Lettre de Denise à Philippe, Paris, ce dimanche 29 novembre 1931
Stupide méchant garçon, vous mériteriez que j’attende un mois avant de vous répondre. Comment ? Je vous écris deux fois à quatre jours d’intervalle, et vous mettez quinze jours pour me répondre !? Votre dernière lettre était datée du 9. Je vous assure, j’étais très inquiète et je m’imaginais des choses très absurdes, par exemple, que maman ne me remettait pas vos lettres. Je vous en prie, ne recommencez plus, il est toujours possible de trouver un instant pour écrire quelques lignes. Ce que je ne comprends pas, par exemple, c’est que vous me reprochiez mon silence ! Vraiment, vous exagérez !
J’ai vu Marius au cinéma la semaine dernière. J’ai aimé un peu moins au théâtre, mais c’est bien tout de même[1]. Allez le voir, ça va passer sûrement à Bordeaux.
Marius, la pièce (1929) et le film (1931) avec Raimu et Pierre Fresnay
Je n’ai pas lu de livres intéressants depuis quelque temps. Seulement « La Légende de Guillaume d’Orange[2] », qui n’est pas une œuvre très nouvelle. Mais j’adore les légendes du Moyen-âge. Tristan et Yseult, tous les récits de la Table Ronde.
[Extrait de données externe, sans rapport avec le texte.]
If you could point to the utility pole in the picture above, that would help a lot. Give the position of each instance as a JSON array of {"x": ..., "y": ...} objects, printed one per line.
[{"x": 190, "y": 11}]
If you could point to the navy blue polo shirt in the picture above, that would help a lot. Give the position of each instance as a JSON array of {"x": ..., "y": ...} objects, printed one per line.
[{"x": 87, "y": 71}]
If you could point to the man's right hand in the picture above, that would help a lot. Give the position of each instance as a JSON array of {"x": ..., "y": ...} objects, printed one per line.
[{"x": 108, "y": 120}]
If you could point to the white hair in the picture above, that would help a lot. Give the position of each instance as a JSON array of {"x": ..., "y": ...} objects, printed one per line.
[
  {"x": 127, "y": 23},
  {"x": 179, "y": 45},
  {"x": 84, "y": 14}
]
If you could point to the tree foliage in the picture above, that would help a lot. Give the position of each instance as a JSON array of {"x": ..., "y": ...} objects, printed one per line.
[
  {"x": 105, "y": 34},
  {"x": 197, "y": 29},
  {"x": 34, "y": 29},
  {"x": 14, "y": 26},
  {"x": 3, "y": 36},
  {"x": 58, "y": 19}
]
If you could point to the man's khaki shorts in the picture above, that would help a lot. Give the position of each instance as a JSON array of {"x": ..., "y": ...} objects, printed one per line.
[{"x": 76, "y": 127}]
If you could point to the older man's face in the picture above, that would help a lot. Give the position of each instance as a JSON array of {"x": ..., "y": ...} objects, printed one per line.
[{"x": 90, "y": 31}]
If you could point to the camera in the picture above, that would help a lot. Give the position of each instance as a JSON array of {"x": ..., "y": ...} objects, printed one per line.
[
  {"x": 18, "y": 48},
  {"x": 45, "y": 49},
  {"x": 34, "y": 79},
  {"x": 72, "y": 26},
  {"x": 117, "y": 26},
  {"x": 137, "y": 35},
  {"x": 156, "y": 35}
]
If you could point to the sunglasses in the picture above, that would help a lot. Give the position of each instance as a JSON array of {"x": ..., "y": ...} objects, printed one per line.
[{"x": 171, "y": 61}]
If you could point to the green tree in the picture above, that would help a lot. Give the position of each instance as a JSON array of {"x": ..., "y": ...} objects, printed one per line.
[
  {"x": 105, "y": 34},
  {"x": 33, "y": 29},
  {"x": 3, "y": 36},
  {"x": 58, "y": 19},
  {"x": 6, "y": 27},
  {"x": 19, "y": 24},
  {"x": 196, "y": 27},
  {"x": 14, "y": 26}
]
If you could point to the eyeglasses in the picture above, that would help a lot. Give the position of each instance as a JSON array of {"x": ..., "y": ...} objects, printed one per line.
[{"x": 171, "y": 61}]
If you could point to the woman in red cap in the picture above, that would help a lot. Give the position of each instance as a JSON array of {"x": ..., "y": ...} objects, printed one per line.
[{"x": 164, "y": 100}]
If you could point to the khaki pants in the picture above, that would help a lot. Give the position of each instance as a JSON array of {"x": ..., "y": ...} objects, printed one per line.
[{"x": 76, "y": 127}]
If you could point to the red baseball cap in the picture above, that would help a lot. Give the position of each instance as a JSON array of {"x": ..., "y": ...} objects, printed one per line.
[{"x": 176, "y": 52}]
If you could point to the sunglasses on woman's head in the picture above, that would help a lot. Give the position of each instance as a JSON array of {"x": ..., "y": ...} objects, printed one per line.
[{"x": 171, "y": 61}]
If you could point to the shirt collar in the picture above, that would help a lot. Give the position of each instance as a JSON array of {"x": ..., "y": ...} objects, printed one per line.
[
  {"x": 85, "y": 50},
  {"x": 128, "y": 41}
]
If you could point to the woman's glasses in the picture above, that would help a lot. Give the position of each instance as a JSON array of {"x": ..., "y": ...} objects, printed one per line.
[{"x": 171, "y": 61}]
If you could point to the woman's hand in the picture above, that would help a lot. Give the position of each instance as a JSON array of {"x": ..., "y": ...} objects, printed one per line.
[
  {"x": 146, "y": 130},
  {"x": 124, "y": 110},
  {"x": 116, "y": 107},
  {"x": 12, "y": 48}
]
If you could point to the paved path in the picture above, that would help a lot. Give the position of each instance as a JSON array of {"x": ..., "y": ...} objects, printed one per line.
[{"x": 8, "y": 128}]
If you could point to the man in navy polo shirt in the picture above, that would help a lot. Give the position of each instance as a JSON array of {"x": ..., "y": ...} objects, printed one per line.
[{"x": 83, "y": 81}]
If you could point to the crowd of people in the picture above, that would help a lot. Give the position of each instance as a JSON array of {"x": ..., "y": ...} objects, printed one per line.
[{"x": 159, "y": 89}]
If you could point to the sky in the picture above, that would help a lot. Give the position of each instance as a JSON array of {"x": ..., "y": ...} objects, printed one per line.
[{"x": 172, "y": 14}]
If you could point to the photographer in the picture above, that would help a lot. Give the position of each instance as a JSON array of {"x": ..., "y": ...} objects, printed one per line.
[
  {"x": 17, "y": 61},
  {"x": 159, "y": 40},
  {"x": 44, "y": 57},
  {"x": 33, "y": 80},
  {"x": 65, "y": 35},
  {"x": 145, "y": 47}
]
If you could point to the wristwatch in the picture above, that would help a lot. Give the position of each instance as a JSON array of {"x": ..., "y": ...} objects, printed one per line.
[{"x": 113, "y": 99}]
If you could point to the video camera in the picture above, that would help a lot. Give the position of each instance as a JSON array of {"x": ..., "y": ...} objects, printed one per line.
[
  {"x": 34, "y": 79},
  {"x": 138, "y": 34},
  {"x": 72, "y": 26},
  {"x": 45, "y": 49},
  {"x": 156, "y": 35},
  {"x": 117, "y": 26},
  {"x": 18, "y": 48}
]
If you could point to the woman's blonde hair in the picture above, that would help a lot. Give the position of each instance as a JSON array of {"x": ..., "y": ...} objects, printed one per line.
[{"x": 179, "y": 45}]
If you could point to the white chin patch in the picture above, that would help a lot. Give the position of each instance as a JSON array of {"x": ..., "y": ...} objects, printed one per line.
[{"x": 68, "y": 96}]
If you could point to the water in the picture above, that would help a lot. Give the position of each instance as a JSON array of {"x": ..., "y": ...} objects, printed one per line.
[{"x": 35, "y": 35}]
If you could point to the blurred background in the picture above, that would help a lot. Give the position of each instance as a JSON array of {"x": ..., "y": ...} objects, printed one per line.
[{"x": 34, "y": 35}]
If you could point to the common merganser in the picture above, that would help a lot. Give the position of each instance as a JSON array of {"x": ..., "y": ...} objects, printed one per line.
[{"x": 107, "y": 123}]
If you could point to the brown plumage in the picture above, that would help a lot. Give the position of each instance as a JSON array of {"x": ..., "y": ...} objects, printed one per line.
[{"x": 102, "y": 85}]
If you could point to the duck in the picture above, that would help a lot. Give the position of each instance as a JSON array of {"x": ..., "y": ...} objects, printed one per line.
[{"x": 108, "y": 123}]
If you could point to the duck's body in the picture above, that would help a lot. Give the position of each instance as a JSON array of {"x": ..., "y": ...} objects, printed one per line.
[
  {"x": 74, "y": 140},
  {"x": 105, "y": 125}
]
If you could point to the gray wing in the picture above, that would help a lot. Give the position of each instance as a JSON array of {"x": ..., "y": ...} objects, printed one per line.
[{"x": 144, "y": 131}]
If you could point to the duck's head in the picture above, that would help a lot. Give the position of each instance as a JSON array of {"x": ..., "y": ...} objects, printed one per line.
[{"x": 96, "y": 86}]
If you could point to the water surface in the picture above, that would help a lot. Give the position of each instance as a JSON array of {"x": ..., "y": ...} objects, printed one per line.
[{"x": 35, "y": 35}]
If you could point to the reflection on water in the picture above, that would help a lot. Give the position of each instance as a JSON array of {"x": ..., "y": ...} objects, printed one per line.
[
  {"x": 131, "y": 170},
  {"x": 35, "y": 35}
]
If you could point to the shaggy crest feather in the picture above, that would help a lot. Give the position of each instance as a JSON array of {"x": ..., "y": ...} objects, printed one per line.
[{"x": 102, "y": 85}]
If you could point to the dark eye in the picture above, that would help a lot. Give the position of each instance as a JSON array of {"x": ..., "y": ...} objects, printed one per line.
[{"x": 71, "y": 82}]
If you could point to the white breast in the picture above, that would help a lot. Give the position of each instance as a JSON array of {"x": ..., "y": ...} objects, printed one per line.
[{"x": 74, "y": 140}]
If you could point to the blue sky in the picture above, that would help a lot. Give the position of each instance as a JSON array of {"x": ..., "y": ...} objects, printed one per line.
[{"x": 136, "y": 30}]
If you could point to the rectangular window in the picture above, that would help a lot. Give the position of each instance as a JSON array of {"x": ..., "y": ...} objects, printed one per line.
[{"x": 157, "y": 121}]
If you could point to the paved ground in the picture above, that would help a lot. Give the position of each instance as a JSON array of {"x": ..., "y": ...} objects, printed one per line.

Je n’ai pas fait grand-chose non plus, bien que je ne sois jamais à la maison. Lundi prochain, je vais à une exposition de dessins italiens des XV et XVIèmes siècles. Il y a des Vinci, des Raphaël et beaucoup de Primitifs. C’est très malheureux que vous ne soyez pas ici, Phil, je suis sûre que vous deviendriez amoureux des vierges des primitifs, qui sont tellement belles et pures ! Il me semble que c’est impossible de ne pas les aimer, à moins d’être une brute.
Un dessin figurant à l'exposition: Portrait de Vieillard par Lorenzo di Credi
Je vous quitte pour mettre ma lettre à la poste, afin qu’elle vous parvienne avant que vous ayez changé d’adresse. Ne restez pas deux semaines sans m’écrire, mon ami, ou alors je serai tellement fâchée que vous n’aurez plus de mes nouvelles d’ici Pâques.
[1] Marius, de Marcel Pagnol est :
- D’abord une pièce de théâtre en 4 actes, dont la première représentation eut lieu à Paris le 9 mars 1929, avec Raimu et Pierre Fresnay
- Ensuite un film sorti en 1931, avec les mêmes acteurs
[2] Guillaume d'Orange, aussi appelé Guillaume Fièrebrace ou Guillaume de Rodès ou Guillaume au court nez (aussi orthographié Guillaume au Cornet), est un personnage de la littérature médiévale, qui apparaît dans plusieurs chansons de gestes rattachées à la matière de France (Geste de Garin de Monglane), dans lesquelles il est le fils d'Aymeri de Narbonne.